Court of Appeal finds Self-employed Consultant to be a Worker
The law distinguishes between employees and workers. Employees are afforded a wide range of protections in employment including the right not to be unfairly dismissed. Workers’ rights are more limited but include the right to take paid annual leave and the right not to suffer unlawful deductions from their wages. In Hospital Medical Group (HMG) v Westwood, Mr Westwood was a self-employed consultant who on termination of his agreement, raised a claim in respect of an unlawful deduction from wages and unpaid statutory holidays. The Court of Appeal therefore had to consider whether as self-employed consultant, he could also be a worker.

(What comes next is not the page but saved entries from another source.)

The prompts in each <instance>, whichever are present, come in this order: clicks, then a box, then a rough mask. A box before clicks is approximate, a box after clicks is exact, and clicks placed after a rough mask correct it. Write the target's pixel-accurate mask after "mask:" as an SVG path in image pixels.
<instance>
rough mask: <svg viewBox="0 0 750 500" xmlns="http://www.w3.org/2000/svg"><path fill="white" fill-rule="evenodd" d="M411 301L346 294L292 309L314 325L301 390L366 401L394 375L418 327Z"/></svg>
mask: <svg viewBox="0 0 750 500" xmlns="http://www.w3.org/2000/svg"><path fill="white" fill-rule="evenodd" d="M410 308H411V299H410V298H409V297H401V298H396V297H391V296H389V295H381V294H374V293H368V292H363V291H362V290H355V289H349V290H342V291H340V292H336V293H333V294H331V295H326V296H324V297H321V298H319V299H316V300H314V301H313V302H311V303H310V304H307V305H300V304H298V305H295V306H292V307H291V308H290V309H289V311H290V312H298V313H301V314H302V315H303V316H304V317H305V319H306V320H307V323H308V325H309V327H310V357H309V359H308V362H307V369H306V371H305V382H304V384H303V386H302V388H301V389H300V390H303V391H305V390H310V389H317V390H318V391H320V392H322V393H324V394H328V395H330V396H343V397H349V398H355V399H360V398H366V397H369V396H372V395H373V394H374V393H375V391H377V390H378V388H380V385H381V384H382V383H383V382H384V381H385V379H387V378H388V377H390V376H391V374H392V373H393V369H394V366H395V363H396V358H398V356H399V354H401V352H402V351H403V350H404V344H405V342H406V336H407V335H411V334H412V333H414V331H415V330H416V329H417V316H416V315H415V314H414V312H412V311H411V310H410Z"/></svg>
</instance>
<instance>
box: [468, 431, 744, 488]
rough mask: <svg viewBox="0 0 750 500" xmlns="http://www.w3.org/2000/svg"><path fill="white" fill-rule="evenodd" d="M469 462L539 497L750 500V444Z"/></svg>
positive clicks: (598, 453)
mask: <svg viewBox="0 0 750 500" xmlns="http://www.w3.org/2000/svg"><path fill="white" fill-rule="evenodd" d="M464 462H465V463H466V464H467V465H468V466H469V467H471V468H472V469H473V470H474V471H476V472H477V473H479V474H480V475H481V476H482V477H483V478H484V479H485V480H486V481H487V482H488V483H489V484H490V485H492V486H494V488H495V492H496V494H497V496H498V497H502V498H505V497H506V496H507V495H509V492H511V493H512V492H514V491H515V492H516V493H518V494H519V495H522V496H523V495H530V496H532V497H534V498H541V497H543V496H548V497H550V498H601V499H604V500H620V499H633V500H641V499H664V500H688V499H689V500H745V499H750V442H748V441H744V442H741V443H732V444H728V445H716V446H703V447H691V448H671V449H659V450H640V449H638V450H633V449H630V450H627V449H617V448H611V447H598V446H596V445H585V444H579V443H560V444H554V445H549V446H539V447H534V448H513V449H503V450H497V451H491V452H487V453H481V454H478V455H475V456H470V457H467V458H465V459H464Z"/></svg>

Mr Westwood was a GP with his own practice. He provided services to HMG as a hair restoration surgeon. These services were provided on an exclusive basis. He agreed to a contract for services stating that he was self-employed and submitted invoices for payment. He was responsible for his own tax and could decline any offers of work. HMG featured Mr Westwood in its promotional material. The Court of Appeal found that whilst he was in business on his own account, HMG was not his client or customer. Instead, he was an integral part of HMG’s business. They needed him in order to provide the hair restoration services. He was therefore a worker. In some cases, it will be clear that the business is the client or customer of the self-employed individual in which case the individual cannot be a worker. However, where the individual is heavily relied upon and is integral part of the business the unintended result may be that they are a worker.